This was interesting from a "how is it done commercially" question.
I don't want to replicate their images here - that's probably not fair use - but the general descriptions are:
1
Our Romicon WF4 cross-flow membrane filter, with new cartridges installed in January ’09,
Presumabely this is for filtering near the end stage - a pricy bit of kit at €30,000 for a new one.
2.
Our aging tanks are jacketed tanks that could be used as fermenters.

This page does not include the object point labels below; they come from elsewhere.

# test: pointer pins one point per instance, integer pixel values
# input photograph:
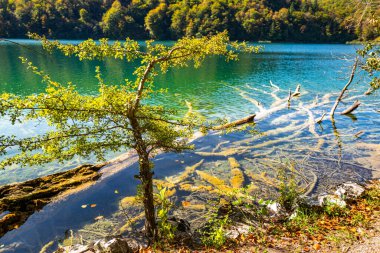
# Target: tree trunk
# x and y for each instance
(146, 178)
(147, 186)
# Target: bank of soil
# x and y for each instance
(20, 200)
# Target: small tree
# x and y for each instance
(115, 119)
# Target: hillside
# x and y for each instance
(274, 20)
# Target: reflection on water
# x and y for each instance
(323, 154)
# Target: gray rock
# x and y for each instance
(274, 208)
(328, 199)
(117, 245)
(236, 230)
(349, 190)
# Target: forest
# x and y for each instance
(253, 20)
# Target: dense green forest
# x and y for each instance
(274, 20)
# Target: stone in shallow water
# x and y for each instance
(328, 199)
(349, 190)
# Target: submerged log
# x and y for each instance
(332, 112)
(19, 201)
(235, 123)
(319, 120)
(297, 92)
(352, 108)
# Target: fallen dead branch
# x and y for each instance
(235, 123)
(352, 108)
(332, 112)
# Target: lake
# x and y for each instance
(326, 153)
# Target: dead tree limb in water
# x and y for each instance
(352, 108)
(239, 122)
(345, 88)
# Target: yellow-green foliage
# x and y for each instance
(163, 183)
(233, 163)
(195, 188)
(130, 222)
(129, 201)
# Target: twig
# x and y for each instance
(345, 88)
(352, 108)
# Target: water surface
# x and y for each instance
(217, 89)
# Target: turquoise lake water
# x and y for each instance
(217, 89)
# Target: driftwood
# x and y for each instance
(345, 88)
(297, 92)
(319, 120)
(369, 91)
(239, 122)
(352, 108)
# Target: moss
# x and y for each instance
(196, 207)
(30, 196)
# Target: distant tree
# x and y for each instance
(157, 22)
(116, 119)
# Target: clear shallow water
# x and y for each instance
(216, 89)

We have one 500+ gallon tank from DME and two 650+ gallon tanks from Criveller.
These stainless steel tanks seem to work out at about $5,000 each second hand - presumabley nearer $10,000 new.
3
Our 500 gallon fermenter, a “Zero” refrigerated tank, comes with a matching stand-mounted blending tank (with mixer, but without refrigeration) and a 500 gallon JV Northwest bottling tank.

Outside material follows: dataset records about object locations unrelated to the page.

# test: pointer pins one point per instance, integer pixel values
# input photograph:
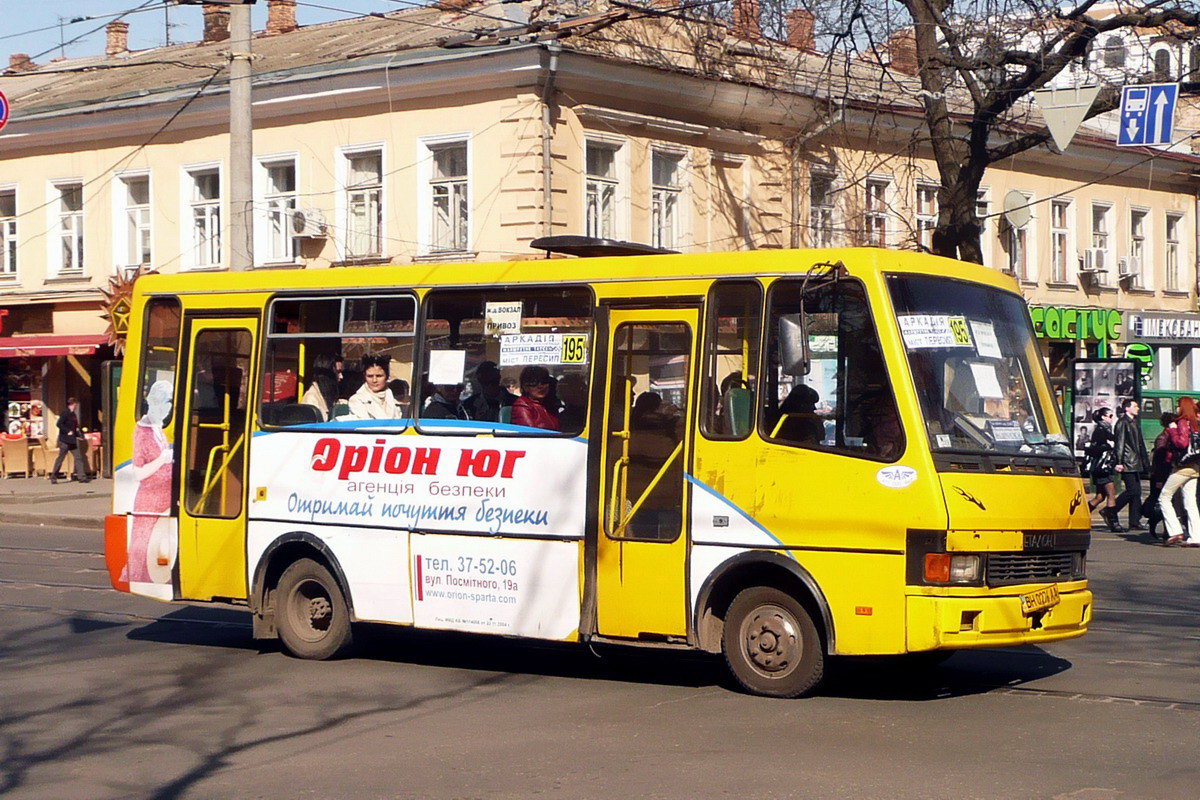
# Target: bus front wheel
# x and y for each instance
(772, 644)
(311, 612)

If a second hand one is $15,000 a new one must be $25,000
4.
Our 300 gallon fermenter (suitable for fruit wines) comes with two 300
gallon stainless steel aging tanks.
This seems a bit more afordable - $6,000-ish new. These seem more economical than the bigger tanks listed above for some reason
5.
7 spout table top bottle filler from TCW
It seems a new one of these is around $5,000 if this one is estimated for $3,000
6.
$1800: 30” Sartorius .45 micron final filter.
Presumabley another filter beyond the expensive one at the start. One for fruit wines, one for mead perhaps?
7.
$1200: TCW bottle rinser-sparger
Ha - I laugh at your paltry $1,200.
8.
$2200: Dana powered labeler
Looks to be $3,000+ for a new one.
9.
$ 400: TCW heat-shrink applicator
Seems reasonable - I assume for heat shrinking the cap at the bottle top.
10
Miscellaneous handling equiptment
$1200: Battery-powered ‘Big Joe’ electric lift (capacity 2000#).

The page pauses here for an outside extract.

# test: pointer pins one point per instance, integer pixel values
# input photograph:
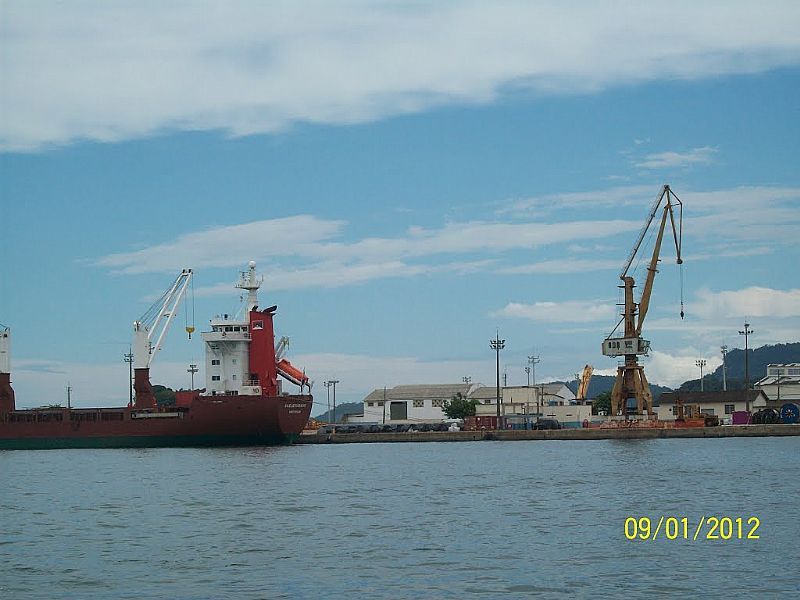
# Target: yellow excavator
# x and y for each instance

$ 700: Drum handling equipment & drum heater
$1200: Hot water pressure washer.
The hot pressure washer must be a good on at that price.
11.
$1200: Air compressor with 3 phase 240 volt motor.
Not really sure what this is for.
What I don't see is what pumps are used for transferring from the primary to the secondary or what form of temperature control there is for transfering the initial honey - perhaps it's just poured in. I do see one pictured transferring from a secondary to a keg - perhaps that's the general purpose one.
I found it interesting to spend a few minutes working through their process.